[conspire] Re: Linux program to remove mail from server?

Rick Moen rick at linuxmafia.com
Thu Apr 28 14:14:21 PDT 2005


Quoting Edmund J. Biow (ejb1 at isp.com):

> What I would really like is a program that could analyze the real return 
> address of the sender from the header on the server and then give you 
> the opportunity to bounce the message back [...]

Given the slightly tongue-in-cheek tone of the rest of this paragraph, I
hope and expect you know that it isn't buildable.  I've seen a number of 
utilities that purport to autoanalyse spam and autogenerate "spam report" 
complaints to, and they're all worse than useless.

Such a program would be merely useless if it did no harm, but the ones
I've seen tend to crank out badly-designed complaint e-mails to forged
addresses or to postmaster/abuse accounts at (most often) the wrong
host, or to domain-registration contact addresses -- again, often at the
wrong domain entirely.

Ever read about the cargo cults?  Some years after the end of WWII,
anthropologists found in the interior of New Guinea some bizarre
native-built structures that looked oddly like military airfields and 
control towers, except completely non-functional because they only
_looked_ a little like the things they were built to imitate.  The
anthopologists asked around, and found out the story:

The wartime presence of the Allies had brought the tribes considerable
material wealth, you see:  Their departure was a severe blow.  So, the
tribes met and tried to figure out how to solve the problem.  They
reasoned, wait, the foreigners needed those crazy-looking fields and
towers for their airplanes.  Let's build some, and maybe the airplanes
and all the cargo wealth they carried will return.

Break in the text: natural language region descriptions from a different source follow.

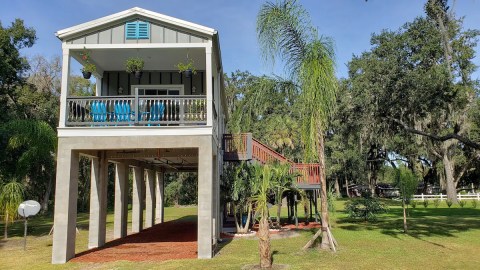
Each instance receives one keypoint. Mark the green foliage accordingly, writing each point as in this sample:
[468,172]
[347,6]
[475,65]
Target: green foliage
[407,183]
[449,203]
[366,208]
[11,195]
[89,67]
[413,204]
[425,203]
[186,66]
[284,31]
[134,64]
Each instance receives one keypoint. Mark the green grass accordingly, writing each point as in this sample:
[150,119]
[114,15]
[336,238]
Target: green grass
[446,238]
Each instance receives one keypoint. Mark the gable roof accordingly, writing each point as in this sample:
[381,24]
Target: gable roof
[74,30]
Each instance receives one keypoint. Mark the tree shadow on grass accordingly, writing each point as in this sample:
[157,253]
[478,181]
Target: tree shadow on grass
[422,223]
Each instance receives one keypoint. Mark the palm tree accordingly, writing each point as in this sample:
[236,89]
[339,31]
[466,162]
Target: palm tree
[37,143]
[283,181]
[262,186]
[11,196]
[285,33]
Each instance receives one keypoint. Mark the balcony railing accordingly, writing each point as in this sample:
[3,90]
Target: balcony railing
[136,111]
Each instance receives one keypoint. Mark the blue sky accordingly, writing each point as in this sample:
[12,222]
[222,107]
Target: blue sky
[349,22]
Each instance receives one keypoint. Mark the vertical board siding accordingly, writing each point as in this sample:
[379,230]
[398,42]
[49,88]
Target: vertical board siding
[112,80]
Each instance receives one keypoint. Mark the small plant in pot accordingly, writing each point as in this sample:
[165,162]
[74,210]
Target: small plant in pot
[88,69]
[187,68]
[135,66]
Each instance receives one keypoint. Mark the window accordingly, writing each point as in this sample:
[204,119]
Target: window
[137,30]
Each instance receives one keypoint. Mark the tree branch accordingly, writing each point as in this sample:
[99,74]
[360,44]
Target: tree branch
[443,138]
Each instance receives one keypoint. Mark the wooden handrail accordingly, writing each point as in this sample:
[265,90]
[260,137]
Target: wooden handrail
[237,146]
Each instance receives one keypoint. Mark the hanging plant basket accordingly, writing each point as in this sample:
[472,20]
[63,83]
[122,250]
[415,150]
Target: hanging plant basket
[188,73]
[86,74]
[138,74]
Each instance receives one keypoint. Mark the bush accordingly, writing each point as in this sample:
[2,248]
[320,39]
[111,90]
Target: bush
[366,208]
[413,204]
[449,203]
[425,203]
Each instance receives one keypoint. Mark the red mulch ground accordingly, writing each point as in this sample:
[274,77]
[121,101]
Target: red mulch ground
[167,241]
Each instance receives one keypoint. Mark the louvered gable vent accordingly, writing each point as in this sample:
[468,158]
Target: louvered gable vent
[137,30]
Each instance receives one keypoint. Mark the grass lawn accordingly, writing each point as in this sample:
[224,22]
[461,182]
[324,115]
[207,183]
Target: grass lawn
[439,238]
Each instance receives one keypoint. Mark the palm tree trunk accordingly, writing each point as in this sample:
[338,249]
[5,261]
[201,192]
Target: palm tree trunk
[404,217]
[264,244]
[323,194]
[5,232]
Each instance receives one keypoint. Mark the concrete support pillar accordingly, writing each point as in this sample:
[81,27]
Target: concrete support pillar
[150,199]
[137,199]
[98,202]
[159,198]
[121,204]
[205,203]
[215,231]
[65,217]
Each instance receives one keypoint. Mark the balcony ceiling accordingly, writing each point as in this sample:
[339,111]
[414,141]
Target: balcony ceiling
[155,59]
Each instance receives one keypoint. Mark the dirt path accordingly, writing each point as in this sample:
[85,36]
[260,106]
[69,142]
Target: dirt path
[167,241]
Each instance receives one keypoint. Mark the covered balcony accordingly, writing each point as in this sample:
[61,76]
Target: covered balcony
[162,96]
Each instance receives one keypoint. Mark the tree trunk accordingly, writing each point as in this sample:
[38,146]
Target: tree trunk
[346,187]
[5,232]
[264,244]
[323,195]
[337,187]
[46,196]
[448,165]
[404,217]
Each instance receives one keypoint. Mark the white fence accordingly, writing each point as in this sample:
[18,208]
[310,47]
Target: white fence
[442,197]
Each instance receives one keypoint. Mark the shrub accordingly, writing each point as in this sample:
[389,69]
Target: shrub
[425,203]
[474,203]
[449,203]
[413,203]
[436,203]
[366,208]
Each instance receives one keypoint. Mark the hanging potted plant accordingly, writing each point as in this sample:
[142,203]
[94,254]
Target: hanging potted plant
[187,68]
[88,69]
[135,66]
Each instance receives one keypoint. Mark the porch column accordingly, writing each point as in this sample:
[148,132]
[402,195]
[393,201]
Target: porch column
[98,202]
[98,86]
[64,85]
[208,83]
[214,200]
[150,199]
[137,199]
[205,193]
[66,192]
[159,198]
[121,204]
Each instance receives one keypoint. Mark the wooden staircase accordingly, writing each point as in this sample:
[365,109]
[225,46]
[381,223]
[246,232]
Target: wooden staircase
[243,147]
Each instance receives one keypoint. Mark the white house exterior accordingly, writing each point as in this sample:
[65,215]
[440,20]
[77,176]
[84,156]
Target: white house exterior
[161,122]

Spammers lie.  (Spammer rule #1.)  Therefore, spammers' headers also
lie -- by careful design.  Figuring out where it really came from takes
a certain amount of care, and automating that process is non-trivial.
Doing it badly, and thereby making the analysis tool's user feel (in
error) that he's doing something _useful_ ("fighting spam"!) is really
easy, and happens all the time.  Most often, the complaint / spam report
e-mails they generate go to inappropriate parties, and thus are
_themselves_ secondary spam, and constitute adding more harm to an
already bad situation.

It's cargo-cult antispam.  With the difference that the original cargo
cults were harmless (albeit bizarre).

On the whole, the "send complaints / spam reports" model is broken and
reflects a lack of understanding of the problem -- same as the
ever-popular "please don't publish my address, because the spammers will
find it" approach.

I figured out why the latter doesn't work about ten years ago, when I
noticed my SMTP received-mail logs showing that spammers were walking up
all possible recipient names on my SMTP host, from
aaaaaaaa at linuxmafia.com on up, sequentially.  They can take this
fantastically inefficient approach because they have all the firepower
in the world, in the form of virus-compromised zombie Windows boxes.
Thus, if for that reason alone (and there are others) the "hiding from
spammers" strategy is long obsolete -- if it was ever defensible at all.